Les Œuvres poétiques […]

Remy Belleau

Les Œuvres poétiques […]

Paris, Mamert Patisson, 1578.

2 tomes en 1 vol. (75 x 140 mm) de 110 p. ; [8], 189 et [6] p. ; [3] ff. ; 159 et [3] p. Maroquin rouge, dos orné de filets à froid, double filet à froid sur les plats, dentelle intérieure, tranches dorées sur marbrure (reliure signée de Chambolle-Duru).

Première édition collective, imprimée en caractères italiques, des œuvres de Rémy Belleau. 

Cette édition importante, posthume, contient 337 poèmes et une pièce de théâtre : elle a été publiée à l’initiative de ses amis, peu après le décès du poète survenu le 6 mars 1577.

Le premier tome s’ouvre sur les Amours et nouveaux eschanges des pierres précieuses, considéré comme le chef-d’œuvre du poète, le meilleur du groupe de la Pléiade après Ronsard et du Bellay.  Chaque poème est consacré à une pierre fine ou précieuse :  Belleau avait fait de nombreuses recherches dans toute la littérature antique et moderne pour livrer une sorte d’épopée gemmifère : parcourue par une énergie quasi tellurique, cette œuvre d’un poète devenu minéralogiste (ou joaillier) se place parmi les plus fondamentales de la poésie scientifique ” (Ducimetière).

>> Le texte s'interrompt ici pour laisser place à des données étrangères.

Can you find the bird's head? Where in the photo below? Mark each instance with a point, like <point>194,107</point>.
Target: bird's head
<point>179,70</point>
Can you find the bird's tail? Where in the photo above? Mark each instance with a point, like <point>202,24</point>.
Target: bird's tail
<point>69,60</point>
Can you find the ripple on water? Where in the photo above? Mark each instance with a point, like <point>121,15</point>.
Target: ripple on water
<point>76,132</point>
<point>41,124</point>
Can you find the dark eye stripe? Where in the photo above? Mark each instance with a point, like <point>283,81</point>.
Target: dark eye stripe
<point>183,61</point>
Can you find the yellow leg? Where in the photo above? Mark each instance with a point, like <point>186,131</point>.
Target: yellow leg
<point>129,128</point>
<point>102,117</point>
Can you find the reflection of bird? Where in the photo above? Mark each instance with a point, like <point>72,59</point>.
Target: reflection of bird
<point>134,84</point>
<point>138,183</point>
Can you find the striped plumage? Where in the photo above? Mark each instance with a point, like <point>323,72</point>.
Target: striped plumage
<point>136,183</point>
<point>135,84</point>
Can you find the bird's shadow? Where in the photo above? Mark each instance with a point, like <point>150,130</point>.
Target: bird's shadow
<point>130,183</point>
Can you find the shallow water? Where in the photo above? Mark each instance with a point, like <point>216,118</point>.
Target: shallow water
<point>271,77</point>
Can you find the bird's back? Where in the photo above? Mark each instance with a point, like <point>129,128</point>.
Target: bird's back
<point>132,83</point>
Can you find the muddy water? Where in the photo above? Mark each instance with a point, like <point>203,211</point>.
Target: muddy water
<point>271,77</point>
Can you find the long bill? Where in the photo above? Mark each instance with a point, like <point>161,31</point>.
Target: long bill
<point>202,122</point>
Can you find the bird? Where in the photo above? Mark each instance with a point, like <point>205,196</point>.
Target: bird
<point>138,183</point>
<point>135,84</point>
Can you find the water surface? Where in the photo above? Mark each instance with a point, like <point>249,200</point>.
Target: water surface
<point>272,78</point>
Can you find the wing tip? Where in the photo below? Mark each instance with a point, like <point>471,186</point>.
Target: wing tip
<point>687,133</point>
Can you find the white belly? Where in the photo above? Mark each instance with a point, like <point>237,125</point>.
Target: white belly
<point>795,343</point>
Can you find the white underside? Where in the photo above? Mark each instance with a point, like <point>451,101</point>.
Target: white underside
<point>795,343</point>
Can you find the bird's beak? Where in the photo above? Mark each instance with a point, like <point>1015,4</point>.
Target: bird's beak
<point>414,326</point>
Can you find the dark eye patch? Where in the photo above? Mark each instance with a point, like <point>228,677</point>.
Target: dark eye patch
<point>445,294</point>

Les termes choisis dans l’avertissement en tête du volume laissent à penser que son auteur en est l’imprimeur Robert Estienne, dont on retrouve la marque sur le titre. 

Après Les Amours et nouveaux eschanges des pierres précieuses, on trouve les deux journées de la “Bergerie”, un fameux poème qui marque la naissance du genre pastoral où Belleau s’attache à décrire de manière minutieuse et délicate divers tableaux de la nature, puis les “Apparences célestes d’Arat poëte Grec”. 

Le second tome contient la traduction des poésies champêtres d’Anacréon Téien, ses Odes, puis les “Petites inventions, et autres poésies de Remy Belleau”, très augmentées par rapport à l’édition de 1574. Suit une comédie : “La Reconnue”, la seule pièce de Belleau, une comédie bourgeoise qui met en scène les aventures rocambolesques d’une jeune nonne poitevine

convertie à la Réforme et prise comme butin de guerre par un capitaine catholique. 

Cette pièce en cinq actes semble n’avoir jamais été représentée et parait ici pour la première fois.

Enfin, deux pièces originales auxquelles Ronsard a participé : L’Élégie à Jules Gassot secrétaire du roi et surtout le “Tombeau de Remy Belleau“, constitué de six feuillets réunissant des épitaphes grecques, latines et françaises de Dorat, Ronsard, Baïf et Desportes. 

La prose est imprimée en caractères romains tandis que les vers le sont en caractères italiques.

Séduisant exemplaire très grand de marges, dont la hauteur des feuillets (144 mm) est identique à celle de l’exemplaire d’Hector de Backer qui possédait sa reliure d’origine en vélin souple.

L’exemplaire Barbier-Muller, avec ex-libris. 

De Backer, 354 ; Barbier, “Ma Bibliothèque poétique”, 3e partie, n° 40, pp. 221 et suivantes) ; USTC, 7854 ; Tchemerzine II, 93-94 ; J. P. Barbier-Mueller, III, n° 76 ; N. Ducimetière, Mignonne…, n° 42 ; Renouard, p. 180 ; Diane Barbier-Mueller, Inventaire…, n° 48.